PaLM has 540 billion parameters. What could they possibly all be doing? Let's figure out where the parameter budget in sequence models goes.
import torch
import torch.nn as nn
import torch.nn.functional as F
import pandas as pd
import matplotlib.pyplot as plt
from IPython.display import display
def num_parameters(model):
"""Count the number of trainable parameters in a model"""
return sum(param.numel() for param in model.parameters() if param.requires_grad)
We'll use the same input setup as last time.
sentence = "This will be the input to a language model."
sentence_tensor = torch.tensor([[ord(x) for x in sentence]])

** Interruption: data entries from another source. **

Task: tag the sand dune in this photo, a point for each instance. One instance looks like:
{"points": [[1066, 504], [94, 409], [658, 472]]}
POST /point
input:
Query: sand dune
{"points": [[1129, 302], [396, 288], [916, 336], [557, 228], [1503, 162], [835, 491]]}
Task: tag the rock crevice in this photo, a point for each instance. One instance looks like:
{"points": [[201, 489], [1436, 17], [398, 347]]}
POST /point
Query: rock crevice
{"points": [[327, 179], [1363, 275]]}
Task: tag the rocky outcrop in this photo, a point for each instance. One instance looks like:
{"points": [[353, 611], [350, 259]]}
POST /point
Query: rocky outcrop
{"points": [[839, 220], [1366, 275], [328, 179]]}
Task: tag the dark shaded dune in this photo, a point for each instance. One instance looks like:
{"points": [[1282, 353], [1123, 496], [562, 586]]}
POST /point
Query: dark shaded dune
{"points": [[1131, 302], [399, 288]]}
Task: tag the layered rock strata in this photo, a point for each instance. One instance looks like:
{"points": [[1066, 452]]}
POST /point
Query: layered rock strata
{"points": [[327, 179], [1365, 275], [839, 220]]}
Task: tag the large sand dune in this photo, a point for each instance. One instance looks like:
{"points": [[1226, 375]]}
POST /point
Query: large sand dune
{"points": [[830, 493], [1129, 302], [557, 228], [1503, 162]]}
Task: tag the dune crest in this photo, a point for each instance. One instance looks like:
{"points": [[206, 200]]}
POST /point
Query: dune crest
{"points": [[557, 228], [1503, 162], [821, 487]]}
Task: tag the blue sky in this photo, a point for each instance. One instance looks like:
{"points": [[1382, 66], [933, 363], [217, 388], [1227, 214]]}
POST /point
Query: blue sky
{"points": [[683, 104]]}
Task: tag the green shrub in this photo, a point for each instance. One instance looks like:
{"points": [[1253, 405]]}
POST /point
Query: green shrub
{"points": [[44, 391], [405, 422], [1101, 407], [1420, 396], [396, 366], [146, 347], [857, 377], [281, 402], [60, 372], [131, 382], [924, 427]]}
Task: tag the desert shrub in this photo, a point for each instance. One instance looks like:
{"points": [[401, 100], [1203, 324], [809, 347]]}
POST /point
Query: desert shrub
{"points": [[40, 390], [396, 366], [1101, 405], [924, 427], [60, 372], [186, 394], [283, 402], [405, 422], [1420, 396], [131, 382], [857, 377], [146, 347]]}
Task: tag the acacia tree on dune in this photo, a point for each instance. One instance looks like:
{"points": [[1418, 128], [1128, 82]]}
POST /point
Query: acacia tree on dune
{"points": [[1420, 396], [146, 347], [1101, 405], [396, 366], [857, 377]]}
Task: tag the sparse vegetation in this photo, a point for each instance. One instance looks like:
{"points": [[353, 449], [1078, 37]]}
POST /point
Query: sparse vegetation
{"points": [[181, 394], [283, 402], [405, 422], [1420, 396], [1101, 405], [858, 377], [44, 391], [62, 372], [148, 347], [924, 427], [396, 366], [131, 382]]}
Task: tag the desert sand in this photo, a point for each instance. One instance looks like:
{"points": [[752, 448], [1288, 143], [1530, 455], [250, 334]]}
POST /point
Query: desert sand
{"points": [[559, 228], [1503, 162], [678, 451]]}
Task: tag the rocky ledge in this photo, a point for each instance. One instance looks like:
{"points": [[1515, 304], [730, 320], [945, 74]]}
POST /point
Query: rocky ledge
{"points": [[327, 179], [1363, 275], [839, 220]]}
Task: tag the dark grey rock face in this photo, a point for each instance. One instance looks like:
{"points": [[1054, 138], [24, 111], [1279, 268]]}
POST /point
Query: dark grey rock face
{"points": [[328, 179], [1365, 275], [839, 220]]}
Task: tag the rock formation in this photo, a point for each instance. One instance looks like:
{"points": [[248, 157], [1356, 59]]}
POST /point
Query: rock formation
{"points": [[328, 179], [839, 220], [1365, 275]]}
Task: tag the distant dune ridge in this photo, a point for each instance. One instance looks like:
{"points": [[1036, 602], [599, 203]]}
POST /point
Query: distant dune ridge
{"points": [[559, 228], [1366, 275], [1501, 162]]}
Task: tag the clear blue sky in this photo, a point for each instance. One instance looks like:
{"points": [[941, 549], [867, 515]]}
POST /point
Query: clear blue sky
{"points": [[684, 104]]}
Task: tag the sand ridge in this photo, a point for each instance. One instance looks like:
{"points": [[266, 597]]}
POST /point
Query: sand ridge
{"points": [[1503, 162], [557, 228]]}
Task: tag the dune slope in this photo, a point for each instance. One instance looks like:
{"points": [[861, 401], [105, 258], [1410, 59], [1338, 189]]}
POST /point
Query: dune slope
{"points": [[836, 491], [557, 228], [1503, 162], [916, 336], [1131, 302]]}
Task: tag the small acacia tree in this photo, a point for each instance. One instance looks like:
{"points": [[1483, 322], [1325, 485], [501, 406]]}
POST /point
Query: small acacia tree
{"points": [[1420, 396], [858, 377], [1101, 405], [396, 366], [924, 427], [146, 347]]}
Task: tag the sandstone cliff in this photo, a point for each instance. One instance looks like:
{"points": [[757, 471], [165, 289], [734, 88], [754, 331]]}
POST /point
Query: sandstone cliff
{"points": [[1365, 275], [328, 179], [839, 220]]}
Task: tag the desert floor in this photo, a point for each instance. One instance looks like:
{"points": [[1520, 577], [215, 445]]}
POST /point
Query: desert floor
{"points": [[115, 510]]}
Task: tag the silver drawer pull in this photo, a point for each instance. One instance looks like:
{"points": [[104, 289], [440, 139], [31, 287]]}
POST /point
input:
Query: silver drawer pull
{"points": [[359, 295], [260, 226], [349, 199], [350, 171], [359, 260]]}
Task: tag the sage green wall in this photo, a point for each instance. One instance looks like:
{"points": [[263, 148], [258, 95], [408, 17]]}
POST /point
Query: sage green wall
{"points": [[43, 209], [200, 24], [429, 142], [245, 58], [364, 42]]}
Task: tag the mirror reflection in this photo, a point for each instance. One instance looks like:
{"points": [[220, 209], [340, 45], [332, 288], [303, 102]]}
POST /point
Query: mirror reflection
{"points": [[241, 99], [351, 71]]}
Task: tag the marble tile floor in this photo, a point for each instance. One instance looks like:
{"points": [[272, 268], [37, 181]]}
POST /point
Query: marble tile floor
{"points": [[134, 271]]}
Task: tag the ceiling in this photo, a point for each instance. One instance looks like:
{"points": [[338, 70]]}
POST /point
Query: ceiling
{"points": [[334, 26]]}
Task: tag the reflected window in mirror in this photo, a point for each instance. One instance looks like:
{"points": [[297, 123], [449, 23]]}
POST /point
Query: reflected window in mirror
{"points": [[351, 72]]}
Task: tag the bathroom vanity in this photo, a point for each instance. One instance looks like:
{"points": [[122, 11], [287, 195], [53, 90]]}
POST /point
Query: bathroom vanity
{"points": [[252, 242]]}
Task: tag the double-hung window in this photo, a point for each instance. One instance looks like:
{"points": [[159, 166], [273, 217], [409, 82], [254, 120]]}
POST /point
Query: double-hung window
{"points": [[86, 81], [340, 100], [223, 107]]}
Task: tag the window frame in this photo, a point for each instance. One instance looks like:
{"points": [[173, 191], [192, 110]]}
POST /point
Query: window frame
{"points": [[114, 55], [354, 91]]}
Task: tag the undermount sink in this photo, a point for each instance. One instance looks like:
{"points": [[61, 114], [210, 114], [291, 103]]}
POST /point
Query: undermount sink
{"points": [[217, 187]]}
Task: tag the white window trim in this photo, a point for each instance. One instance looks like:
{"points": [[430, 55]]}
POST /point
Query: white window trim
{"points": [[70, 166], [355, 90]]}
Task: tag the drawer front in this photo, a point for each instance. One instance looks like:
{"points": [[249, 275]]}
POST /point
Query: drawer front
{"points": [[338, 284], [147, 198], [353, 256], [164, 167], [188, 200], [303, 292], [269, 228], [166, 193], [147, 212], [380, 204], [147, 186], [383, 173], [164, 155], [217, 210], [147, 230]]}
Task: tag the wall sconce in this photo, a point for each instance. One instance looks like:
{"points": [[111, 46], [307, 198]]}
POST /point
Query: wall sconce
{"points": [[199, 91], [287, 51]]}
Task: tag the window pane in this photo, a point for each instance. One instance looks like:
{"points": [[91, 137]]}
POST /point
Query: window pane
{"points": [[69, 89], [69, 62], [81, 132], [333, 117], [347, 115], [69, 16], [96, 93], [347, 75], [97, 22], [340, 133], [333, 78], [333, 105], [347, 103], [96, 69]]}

targets = sentence_tensor[:, 1:]
input_ids = sentence_tensor[:, :-1]
assert input_ids.shape == targets.shape
A big chunk of the parameters of a model come from the word embeddings. Let's see an example.
We'll use a vocabulary size of 256 (very small, but enough to store individual bytes) and an embedding dimensionality of 5 (also very small).
(Note: we'll still call these word embeddings even though we'll actually use them as embeddings for individual characters.)
n_vocab = 256
emb_dim = 5
embedder = nn.Embedding(n_vocab, emb_dim)
embedder.weight.shape
How many parameters are needed for the word embeddings?
num_parameters(embedder)
Your turn: write a function that takes the vocabulary size and embedding dimensions and returns the number of parameters. Do this without instantiating an nn.Embedding
; just use multiplication.
def num_params_for_embedding(n_vocab, emb_dim):
return ...
assert (
num_params_for_embedding(n_vocab, emb_dim)
== num_parameters(nn.Embedding(n_vocab, emb_dim))
)
assert (
num_params_for_embedding(50000, 2048)
== num_parameters(nn.Embedding(50000, 2048))
)
We'll now define a model that has the outward structure of a language model, but without any internal processing.
class BareBonesLM(nn.Module):
def __init__(self, n_vocab, emb_dim, tie_weights=True, bias=False):
super().__init__()
self.word_to_embedding = nn.Embedding(n_vocab, emb_dim)
self.lm_head = nn.Linear(emb_dim, n_vocab, bias=bias)
if tie_weights:
assert self.lm_head.weight.shape == self.word_to_embedding.weight.shape
self.lm_head.weight = self.word_to_embedding.weight
def forward(self, input_ids):
input_embeds = self.word_to_embedding(input_ids)
x = input_embeds # model would go here
logits = self.lm_head(x)
return logits
num_parameters(BareBonesLM(n_vocab=n_vocab, emb_dim=emb_dim))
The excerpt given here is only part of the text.